Opinión

Salario mínimo y contratos públicos

La vicepresidenta Segunda y Ministra de Trabajo y Economía Social, Yolanda Díaz
La vicepresidenta Segunda y Ministra de Trabajo y Economía Social, Yolanda Díaz
Europa Press

Acabamos de comprobar que, entre otros, uno de los motivos de ruptura del consenso social en la fijación del salario mínimo es la negativa rotunda por considerar dicha subida en el marco de los contratos públicos.

El índice de subida del SMI suma un 18% en los tres últimos años de la vida española. A partir de aquí, hay dos planos perfectamente diferenciados. El primero es, claro está, el de los trabajadores que ciertamente obtienen una mínima compensación en un marco de alta inflación y, por tanto, en una situación de pérdida de capacidad adquisitiva evidente. Los efectos sobre el empleo de esta decisión son, sin duda, uno de los debates más apasionantes de los últimos tiempos.

El segundo es su traducción en la posición de la Administración como empresaria cuando, mediante contratos, decide buscar en el mercado un servicio o un suministro en el mercado. En este caso, cuando el contrato es de proyección plurianual, se entiende que su ejecución es “a riesgo y ventura del contratista” y que, por tanto, existe una presunción de que se conoce la proyección económica de los costes y el empresario los asume con la oferta que presenta. Esta es la ortodoxia en la que se produce la adjudicación y la ejecución de los contratos públicos. La realidad empieza a ser una muy diferente.

Esta situación de imposición de las condiciones, de negociación de las revisiones de precios, de restablecimiento de las condiciones financieras de los contratos y, por tanto, de asunción – frente a beneficios o a pérdidas- de la responsabilidad financiera de los contratos es algo que, aunque justificado en el plano legal, introduce en el ámbito de la provisión de los bienes y servicios a la Administración una problemática que tiene como efecto la reducción de la concurrencia (cada vez le importa a menos empresas la contratación pública que comienza a no ser rentable) y, por ende, de la calidad de los servicios.
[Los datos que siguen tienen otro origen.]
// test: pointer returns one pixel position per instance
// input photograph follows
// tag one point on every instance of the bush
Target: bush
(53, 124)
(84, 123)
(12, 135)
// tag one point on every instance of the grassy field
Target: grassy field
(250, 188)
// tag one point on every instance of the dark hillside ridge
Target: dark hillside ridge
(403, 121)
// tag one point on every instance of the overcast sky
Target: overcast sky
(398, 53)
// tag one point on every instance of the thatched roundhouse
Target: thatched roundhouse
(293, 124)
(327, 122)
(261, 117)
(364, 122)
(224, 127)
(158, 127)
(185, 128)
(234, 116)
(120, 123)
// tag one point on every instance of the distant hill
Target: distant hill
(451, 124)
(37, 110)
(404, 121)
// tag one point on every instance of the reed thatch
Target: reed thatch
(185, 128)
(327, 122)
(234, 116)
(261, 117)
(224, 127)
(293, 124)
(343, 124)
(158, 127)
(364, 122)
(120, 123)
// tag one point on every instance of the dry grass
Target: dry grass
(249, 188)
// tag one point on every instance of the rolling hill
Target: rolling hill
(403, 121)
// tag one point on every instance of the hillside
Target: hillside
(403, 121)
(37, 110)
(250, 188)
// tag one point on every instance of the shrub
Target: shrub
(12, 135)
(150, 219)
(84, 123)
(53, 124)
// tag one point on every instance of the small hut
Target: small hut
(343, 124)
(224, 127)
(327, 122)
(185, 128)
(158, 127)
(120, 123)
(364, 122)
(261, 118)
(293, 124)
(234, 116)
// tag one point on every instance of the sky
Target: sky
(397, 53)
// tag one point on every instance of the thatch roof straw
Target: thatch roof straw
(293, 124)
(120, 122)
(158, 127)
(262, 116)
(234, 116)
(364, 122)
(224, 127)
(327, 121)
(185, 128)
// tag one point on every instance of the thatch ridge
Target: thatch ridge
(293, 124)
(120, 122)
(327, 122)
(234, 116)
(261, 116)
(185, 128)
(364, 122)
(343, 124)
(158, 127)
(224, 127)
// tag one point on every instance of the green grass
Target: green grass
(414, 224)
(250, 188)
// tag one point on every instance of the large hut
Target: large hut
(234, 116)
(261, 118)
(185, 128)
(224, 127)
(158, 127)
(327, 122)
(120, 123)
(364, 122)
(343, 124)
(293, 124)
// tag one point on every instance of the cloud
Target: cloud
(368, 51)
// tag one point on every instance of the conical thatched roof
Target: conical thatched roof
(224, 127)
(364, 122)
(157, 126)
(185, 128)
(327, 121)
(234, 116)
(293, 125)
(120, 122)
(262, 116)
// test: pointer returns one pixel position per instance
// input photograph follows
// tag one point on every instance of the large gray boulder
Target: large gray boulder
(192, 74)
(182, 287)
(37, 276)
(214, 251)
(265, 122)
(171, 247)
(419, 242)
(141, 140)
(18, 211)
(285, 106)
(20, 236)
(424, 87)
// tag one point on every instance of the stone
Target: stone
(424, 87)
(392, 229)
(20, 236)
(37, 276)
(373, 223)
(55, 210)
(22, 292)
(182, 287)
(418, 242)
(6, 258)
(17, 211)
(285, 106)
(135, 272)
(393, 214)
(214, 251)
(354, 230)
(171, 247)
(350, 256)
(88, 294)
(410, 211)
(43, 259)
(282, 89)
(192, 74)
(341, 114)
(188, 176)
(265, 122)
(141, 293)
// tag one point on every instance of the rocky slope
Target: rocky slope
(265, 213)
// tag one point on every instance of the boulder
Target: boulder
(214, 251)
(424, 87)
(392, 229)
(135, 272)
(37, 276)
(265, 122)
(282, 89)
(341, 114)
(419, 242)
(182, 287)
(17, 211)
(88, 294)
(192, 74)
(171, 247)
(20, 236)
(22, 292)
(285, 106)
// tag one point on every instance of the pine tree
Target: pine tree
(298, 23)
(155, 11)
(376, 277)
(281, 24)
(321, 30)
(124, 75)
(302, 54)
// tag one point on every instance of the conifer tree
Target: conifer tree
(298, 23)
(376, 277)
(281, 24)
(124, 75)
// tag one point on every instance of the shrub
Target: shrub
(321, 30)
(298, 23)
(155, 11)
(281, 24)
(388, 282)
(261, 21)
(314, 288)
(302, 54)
Frente a este debate sobre la concurrencia y la calidad, la Administración (y lo acabamos de ver) aduce, como hemos indicado, el principio de riesgo y ventura y, por tanto, imputa los costes del crecimiento de los salarios a la empresa que debió de pensar y de prever que la Administración produciría un incremento salarial (adicional al tema de la inflación y de las materias primas) del 18% en tres años. Podemos discutir cuantos empresarios ordenados y previsores vieron o tuvieron la más mínima intuición sobre una subida de este orden, pero es cierto que si extraemos una secuencia histórica de muchos años llegaremos a la conclusión de que la previsión de un incremento así se acerca a la mera elucubración sin precedentes conocidos.

Sin embargo, las Administraciones insisten en la aplicación unilateral de las previsiones, en acudir al riesgo y ventura y en abocar a los contratistas a difíciles situaciones económicas que, finalmente, redundan en la calidad y la cantidad de los servicios prestados.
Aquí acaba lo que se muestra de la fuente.